On top of these challenges, of course, the natural question is: how can we fuse together physics information, which generally comes in the form of exact mathematical equations, with a data-driven model? Data-driven models are statistics-based, using fundamentally different representations for information compared to exact mathematical physics models. We can essentially say that the two approaches "speak different languages".
Background and Related Work
Multimodal Networks
Representing Multimodal Data
There are three main approaches to representing multimodal data, as highlighted by [Liang et al., 2024] (see figure 1).
- Multimodal data can be fused together into one single representation or at least fewer representations than the number of modalities. Fusion can happen early, directly on raw data, or later, after some uni-modal encoders have been applied to each modality.

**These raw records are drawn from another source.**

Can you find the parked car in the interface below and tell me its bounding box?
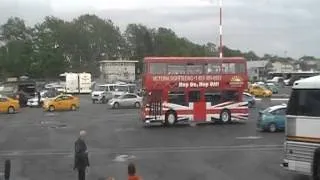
[249,85,272,97]
[265,83,279,94]
[27,88,59,107]
[0,95,20,114]
[257,104,287,132]
[242,92,256,108]
[43,94,80,112]
[108,93,142,109]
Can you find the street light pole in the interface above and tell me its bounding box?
[219,0,223,58]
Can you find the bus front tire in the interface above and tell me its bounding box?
[312,148,320,180]
[164,111,177,126]
[220,109,231,124]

- A second approach is building coordinated representations, with exactly one representation per modality, with the general goal of bringing semantically relevant data closer together in a coordinated space.

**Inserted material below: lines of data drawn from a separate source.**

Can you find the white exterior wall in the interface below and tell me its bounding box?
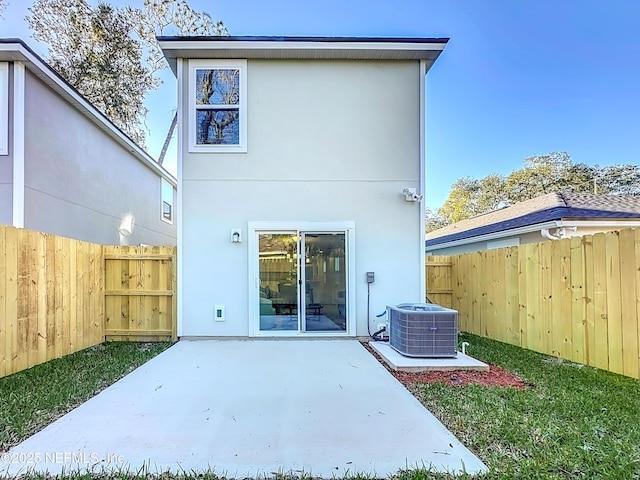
[179,60,424,336]
[22,71,176,245]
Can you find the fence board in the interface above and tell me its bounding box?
[618,230,638,378]
[592,233,608,370]
[605,232,623,373]
[440,229,640,378]
[0,225,104,377]
[104,246,177,341]
[0,229,9,377]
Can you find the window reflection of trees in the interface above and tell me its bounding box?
[196,69,240,145]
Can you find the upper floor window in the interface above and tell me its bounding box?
[189,60,247,152]
[161,178,173,223]
[0,62,9,155]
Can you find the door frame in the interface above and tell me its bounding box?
[247,221,356,337]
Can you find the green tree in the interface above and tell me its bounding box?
[27,0,227,146]
[436,152,640,229]
[438,174,506,223]
[425,208,448,233]
[27,0,153,145]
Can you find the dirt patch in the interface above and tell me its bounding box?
[362,342,528,390]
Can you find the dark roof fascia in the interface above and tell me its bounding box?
[157,36,449,75]
[157,35,449,44]
[426,207,640,247]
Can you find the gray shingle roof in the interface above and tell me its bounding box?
[427,193,640,246]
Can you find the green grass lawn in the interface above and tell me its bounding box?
[403,334,640,479]
[0,342,170,452]
[0,334,640,480]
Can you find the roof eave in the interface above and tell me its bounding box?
[158,37,449,74]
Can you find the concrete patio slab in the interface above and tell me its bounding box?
[369,342,489,373]
[0,340,486,478]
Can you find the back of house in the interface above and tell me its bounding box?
[159,37,446,337]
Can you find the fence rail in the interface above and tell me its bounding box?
[104,246,177,341]
[0,225,104,377]
[427,229,640,378]
[0,225,176,377]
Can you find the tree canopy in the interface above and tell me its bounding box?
[426,152,640,231]
[27,0,228,146]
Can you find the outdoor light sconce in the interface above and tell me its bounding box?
[402,188,422,202]
[231,228,242,243]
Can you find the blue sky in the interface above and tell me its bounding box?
[0,0,640,208]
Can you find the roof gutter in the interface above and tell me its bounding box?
[426,219,640,254]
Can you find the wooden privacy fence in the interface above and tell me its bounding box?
[104,246,177,341]
[0,225,104,377]
[0,225,176,377]
[426,255,453,308]
[427,229,640,378]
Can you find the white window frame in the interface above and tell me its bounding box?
[187,60,247,153]
[0,62,9,155]
[160,178,175,225]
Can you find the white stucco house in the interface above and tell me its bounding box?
[0,39,177,245]
[159,37,447,337]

- Last but not least, another approach is representation fission, aimed at creating decoupled representations, a higher number of them than the number of input modalities, while separately representing shared, redundant information and modality-specific information.
Notable Multimodal Models
One popular model and training technique nowadays is OpenAI’s CLIP [Radford et al., 2021] (see figure 2). The key technique here is contrastive learning: given a set of images and the corresponding textual labels, a vision and a text encoder are jointly trained to achieve coordinated representations, with the embeddings of the matching image-text pairs being closer to each other than other pairs. CLIP not only achieves a zero-shot good performance on the ImageNet benchmark but also a much better performance than competitor models on the extended ImageNet test datasets (e.g., adversarial examples, drawings, sketches, etc.), proving that knowledge gained from textual data can be effectively transferred to a vision task and leads to a more robust model that generalizes well.
Another notable example is Google's Flamingo model [10] (see figure 3), which goes with a fused data representation instead of coordination. Specifically, fusion happens via the cross-attention mechanism of a transformer model [Vaswani, 2017], and allows for creating a fused representation for any interleaved text and image sequence as input, thus enabling effective few-shot learning on images. Flamingo is at the basis of today's multimodal Gemini models [Team et al., 2023].

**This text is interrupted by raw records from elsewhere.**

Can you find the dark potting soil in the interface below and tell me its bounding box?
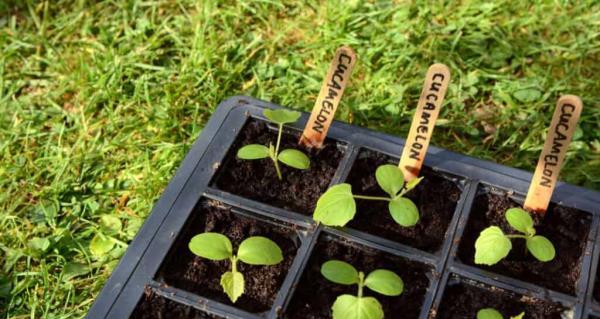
[284,235,432,319]
[458,191,592,295]
[347,149,461,253]
[432,280,566,319]
[594,267,600,302]
[129,288,221,319]
[214,120,343,215]
[158,200,299,312]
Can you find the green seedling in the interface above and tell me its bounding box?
[475,208,556,266]
[477,308,525,319]
[189,233,283,303]
[237,109,310,180]
[321,260,404,319]
[313,164,423,227]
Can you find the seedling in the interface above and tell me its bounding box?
[189,233,283,303]
[237,109,310,180]
[477,308,525,319]
[475,208,556,266]
[321,260,404,319]
[313,164,423,227]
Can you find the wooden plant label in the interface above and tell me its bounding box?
[300,46,356,148]
[398,63,450,181]
[523,95,583,214]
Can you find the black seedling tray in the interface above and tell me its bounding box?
[87,96,600,319]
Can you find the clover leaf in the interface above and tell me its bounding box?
[237,109,310,180]
[313,183,356,226]
[475,208,556,265]
[188,232,283,303]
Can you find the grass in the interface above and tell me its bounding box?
[0,0,600,318]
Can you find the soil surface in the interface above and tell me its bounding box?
[347,149,461,253]
[594,267,600,302]
[594,267,600,302]
[158,200,298,312]
[431,281,566,319]
[284,236,432,319]
[458,192,592,295]
[214,120,343,215]
[129,288,221,319]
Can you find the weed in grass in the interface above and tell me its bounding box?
[0,0,600,318]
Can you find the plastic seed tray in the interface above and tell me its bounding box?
[88,96,600,318]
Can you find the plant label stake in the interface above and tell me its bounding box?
[523,95,583,214]
[300,46,356,148]
[398,63,450,182]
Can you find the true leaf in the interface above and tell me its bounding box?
[90,233,115,257]
[221,271,244,303]
[477,308,504,319]
[388,197,419,227]
[188,233,233,260]
[313,183,356,226]
[527,235,556,262]
[406,177,423,191]
[237,144,269,160]
[375,164,404,197]
[365,269,404,296]
[321,260,358,285]
[277,149,310,169]
[263,109,300,124]
[475,226,512,266]
[237,236,283,265]
[331,295,383,319]
[506,208,535,235]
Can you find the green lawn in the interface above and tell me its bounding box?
[0,0,600,318]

Physics-Informed Neural Networks
Introducing Physics Information
Introducing physics information into neural networks to guide them towards physically consistent solutions can happen in multiple different ways. First, considering the type of bias that is introduced, we can have [Karniadakis et al., 2021]:
- Observational Biases, introduced by data samples representing underlying physics laws, e.g., through additional precomputed physical variables and properties.
- Inductive Biases, introduced as ”hard constraints” about the data model, often by modifying the neural network architecture. For example, graph neural networks used for protein prediction directly encode constraints and properties of the structure of the proteins in the network architecture [Jha et al., 2022]. Another notable example, specific to physics information, is a Hamiltonian Neural Network [Greydanus et al., 2019] used for modeling Hamiltonian mechanics.
- Learning Biases, introduced into the network generally as ”soft constraints” by augmenting the loss function with additional terms to represent the laws of the underlying physical process. This usually leads to a multi-task-like training procedure. A notable example is the Physics Informed Neural Network (PINN) [Raissi et al., 2019].
Considering the source of the physics information, we can differentiate physics-informed machine learning models as follows [Banerjee et al., 2024]: some introduce the governing equations and constraints directly in the form of differential equations, conservation laws as a loss component (see [Raissi et al., 2019]). Others integrate information from physics models and simulators (see [Yuan et al., 2023, Shrestha et al., 2025]. Another widely used approach is data augmentation with physical variables and properties, which offers better guidance to the model than raw data (e.g., Lutjens et al., 2020]).
Classical Works
Neural ODEs introduced by [Chen et al., 2018] (see figure 4) represent one of the first attempts to model physical systems in a neural network. Chen et al. describe the advantages of going from discrete-time processes, which update the internal state step-by-step (see recurrent or residual neural networks, for example), to continuous time processes, which are commonly used in physics. Their model f learns to model directly the continuous dynamics of a system from data and predicts the \frac{dh(t)}{dt} = f (h_t, θ, t). For training, an ODE solver is applied, but instead of memory-inefficient backpropagation through the ODE solver, the Adjoint Sensitivity Method is used.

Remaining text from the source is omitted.